Marrakech – Orange Morocco and ZTE Corporation officially launched the Livebox 7 on February 24, making Morocco the first country in the world to deploy the device commercially.
Announced in Casablanca, the Livebox 7 is the first consumer router built on the prplOS 4.0 open-source standard and the first to support a third-party multi-service ecology – a technical distinction that sets it apart from every home router currently on the market.
ZTE Corporation confirmed on Wednesday in Barcelona that it exclusively developed and manufactured the Livebox 7. The announcement came at a high-profile event in the Spanish city, adding a key technical chapter to a product Orange Morocco had already unveiled to the public.
Orange Morocco’s original announcement positioned the Livebox 7 as a world first – the first router of its generation deployed commercially anywhere globally, with Morocco as the exclusive launch market. The Chinese telecoms giant’s Barcelona statement this week validated its role as the sole manufacturer and elaborated on the engineering behind the device.
On the hardware side, the Livebox 7 runs tri-band Wi-Fi 7, carries 1GB of RAM, and integrates ten smart antennas for whole-home coverage. It ships with a built-in VPN, reinforced parental controls, and energy management functions. Its exterior design draws on traditional Moroccan Zellige tilework and was developed entirely in Morocco.
The more consequential innovation sits at the software layer. The device runs prplOS 4.0, an open-source operating system developed by the prpl Foundation – a non-profit backed by telecom operators, hardware makers, and semiconductor suppliers, including Orange.

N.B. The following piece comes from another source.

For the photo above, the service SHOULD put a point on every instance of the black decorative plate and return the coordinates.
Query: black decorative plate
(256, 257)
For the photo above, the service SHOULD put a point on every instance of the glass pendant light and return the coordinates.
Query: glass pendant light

Unlike proprietary firmware found in conventional routers, prplOS allows third-party developers to build and deploy applications directly onto the device. The system defines standardized APIs that free operators from hardware-layer constraints and allow new services to be added without requiring full device firmware updates.
It is also the first prpl commercial terminal to support a third-party multi-service ecology – meaning external developers can integrate services into the device’s environment rather than relying solely on the operator’s own software stack.
That openness has practical implications for Morocco. Orange Morocco has invited local developers to build applications compatible with the device’s Nova Box ecosystem – targeting services tailored to Moroccan households.
The first application launched with the Moroccan rollout is a cybersecurity app from Bitdefender, believed to be the first prpl security app commercially deployed anywhere in the world.
Morocco’s rollout follows an earlier prplOS deployment in Jordan in 2025, with Orange planning to extend the platform to Poland, Moldova, and Romania in the coming months. That timeline positions Morocco not as a pilot market, but as the lead commercial deployment of a technology now entering the broader Orange Group network.
ZTE noted Wednesday that its home terminal shipments have exceeded 100 million units for two consecutive years, holding the top global ranking in that segment for five straight years. The Livebox 7 is its most technically ambitious home product to date.
“The future of mobile is no longer measured in gigabytes, but in experience,” Orange Morocco CEO Hendrik Kasteel said at the February 24 Casablanca launch. “With Yo Max 5G and the Livebox 7, we are placing the user at the center of technology.”
The Livebox 7 was announced alongside Orange Morocco’s Yo Max 5G mobile plans – a customizable offering letting subscribers select premium services across streaming, gaming, music, and e-learning through the Maxit app. Plans offer up to 160GB of 5G data or an unlimited connection, with bundled digital services included at no extra charge.